En medio de la convulsión social y los bloqueos que afectan al departamento de La Paz desde hace más de una semana, un nuevo episodio ha generado indignación y debate en Bolivia. Un dirigente de la Sub Central Guarinaca, en la zona de Río Abajo, fue obligado a vestirse con pollera tras participar en una mesa de diálogo destinada a buscar soluciones a los cortes de ruta.
Según reportes de comunarios y videos que circulan en redes, la medida fue aplicada como sanción por haber asistido a las negociaciones sin el consenso previo de la organización. El dirigente aparece en imágenes vestido con la pollera tradicional, una prenda emblemática de la identidad boliviana, especialmente de la mujer aymara y originaria.
Este hecho ha generado reacciones encontradas. Para muchos, se trata de una humillación pública que utiliza un símbolo cultural respetado como forma de castigo. La pollera no solo representa la identidad y la resistencia histórica de las mujeres bolivianas, sino que es un elemento sagrado dentro de la cosmovisión andina. Usarla para “sancionar” a una persona, especialmente a un hombre, ha sido visto por sectores de la sociedad como una contradicción grave: quienes defienden la cultura y exigen respeto a los símbolos originarios terminan utilizándolos para denigrar o castigar.
Este caso abre un debate más profundo sobre los límites de las sanciones comunitarias en el contexto de las protestas. Mientras en Bolivia se valora el respeto a las formas de justicia indígena-originaria-campesina, muchos cuestionan cuándo estas prácticas cruzan la línea del respeto a la dignidad humana y a los símbolos culturales compartidos por todo el país.
En un momento en que La Paz y El Alto sufren escasez, enfrentamientos y pérdidas económicas por los bloqueos, episodios como este suman tensión social y dividen aún más a la población.
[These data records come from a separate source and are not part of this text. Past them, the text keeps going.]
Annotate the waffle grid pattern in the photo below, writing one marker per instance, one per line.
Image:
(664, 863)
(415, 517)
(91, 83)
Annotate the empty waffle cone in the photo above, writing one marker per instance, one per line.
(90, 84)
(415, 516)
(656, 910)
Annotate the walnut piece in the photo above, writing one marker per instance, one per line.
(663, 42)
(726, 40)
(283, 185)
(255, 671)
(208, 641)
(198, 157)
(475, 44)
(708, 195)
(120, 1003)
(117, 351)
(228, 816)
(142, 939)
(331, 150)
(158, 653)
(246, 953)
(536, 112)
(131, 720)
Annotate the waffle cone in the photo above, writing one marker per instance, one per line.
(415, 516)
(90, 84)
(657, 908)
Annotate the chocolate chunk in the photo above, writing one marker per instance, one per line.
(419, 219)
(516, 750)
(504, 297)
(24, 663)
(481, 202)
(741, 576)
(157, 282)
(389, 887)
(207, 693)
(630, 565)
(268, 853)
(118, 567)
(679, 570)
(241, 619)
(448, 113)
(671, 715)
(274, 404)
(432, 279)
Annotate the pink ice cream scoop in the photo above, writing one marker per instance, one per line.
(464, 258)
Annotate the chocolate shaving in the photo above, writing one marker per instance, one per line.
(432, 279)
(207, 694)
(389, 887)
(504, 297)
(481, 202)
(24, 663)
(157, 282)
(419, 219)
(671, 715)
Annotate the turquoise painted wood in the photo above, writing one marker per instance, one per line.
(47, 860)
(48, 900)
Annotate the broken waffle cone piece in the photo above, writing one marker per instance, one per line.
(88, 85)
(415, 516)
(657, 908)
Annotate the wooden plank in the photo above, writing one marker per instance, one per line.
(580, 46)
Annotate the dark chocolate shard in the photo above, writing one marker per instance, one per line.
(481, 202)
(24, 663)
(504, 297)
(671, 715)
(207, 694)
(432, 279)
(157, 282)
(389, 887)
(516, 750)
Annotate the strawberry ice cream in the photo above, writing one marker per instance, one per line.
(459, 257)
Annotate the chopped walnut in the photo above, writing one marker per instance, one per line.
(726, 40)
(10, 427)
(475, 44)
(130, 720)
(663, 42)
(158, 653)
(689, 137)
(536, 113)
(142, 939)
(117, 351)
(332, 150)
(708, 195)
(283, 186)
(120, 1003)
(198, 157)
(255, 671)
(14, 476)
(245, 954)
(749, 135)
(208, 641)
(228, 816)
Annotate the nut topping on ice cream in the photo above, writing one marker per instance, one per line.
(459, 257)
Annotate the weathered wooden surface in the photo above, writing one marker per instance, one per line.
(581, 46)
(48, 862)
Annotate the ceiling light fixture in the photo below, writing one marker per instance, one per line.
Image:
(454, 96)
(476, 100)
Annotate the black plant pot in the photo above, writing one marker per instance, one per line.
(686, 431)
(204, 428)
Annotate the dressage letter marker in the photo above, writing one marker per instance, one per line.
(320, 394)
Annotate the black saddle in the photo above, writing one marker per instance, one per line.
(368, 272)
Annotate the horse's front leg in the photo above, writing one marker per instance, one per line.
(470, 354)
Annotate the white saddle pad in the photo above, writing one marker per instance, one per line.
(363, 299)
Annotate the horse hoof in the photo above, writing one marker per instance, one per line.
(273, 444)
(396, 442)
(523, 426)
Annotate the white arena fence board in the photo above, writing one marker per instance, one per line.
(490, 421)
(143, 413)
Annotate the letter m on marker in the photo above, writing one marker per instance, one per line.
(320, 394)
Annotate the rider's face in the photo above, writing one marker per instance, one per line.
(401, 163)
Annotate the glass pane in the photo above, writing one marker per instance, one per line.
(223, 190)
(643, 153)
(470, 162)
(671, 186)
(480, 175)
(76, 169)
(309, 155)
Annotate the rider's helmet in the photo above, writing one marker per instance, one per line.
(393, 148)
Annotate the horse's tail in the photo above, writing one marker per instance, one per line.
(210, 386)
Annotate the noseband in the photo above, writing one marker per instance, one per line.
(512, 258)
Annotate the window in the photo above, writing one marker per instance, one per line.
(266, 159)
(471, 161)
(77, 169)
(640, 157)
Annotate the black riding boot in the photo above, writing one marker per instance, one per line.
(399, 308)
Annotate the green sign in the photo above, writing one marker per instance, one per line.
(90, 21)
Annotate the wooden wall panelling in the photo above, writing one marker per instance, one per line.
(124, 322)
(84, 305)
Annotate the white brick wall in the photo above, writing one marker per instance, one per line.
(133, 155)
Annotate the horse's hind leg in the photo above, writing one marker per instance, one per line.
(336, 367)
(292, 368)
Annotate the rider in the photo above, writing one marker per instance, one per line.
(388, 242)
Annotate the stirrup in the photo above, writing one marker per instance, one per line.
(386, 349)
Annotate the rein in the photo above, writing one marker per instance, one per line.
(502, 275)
Para unos representa una forma legítima de disciplina interna; para otros, un retroceso en el respeto a la diversidad cultural y los derechos individuales.
El incidente pone en evidencia la necesidad de que, incluso en medio de conflictos, se mantenga el respeto a los símbolos que representan la identidad boliviana, evitando que se conviertan en herramientas de humillación.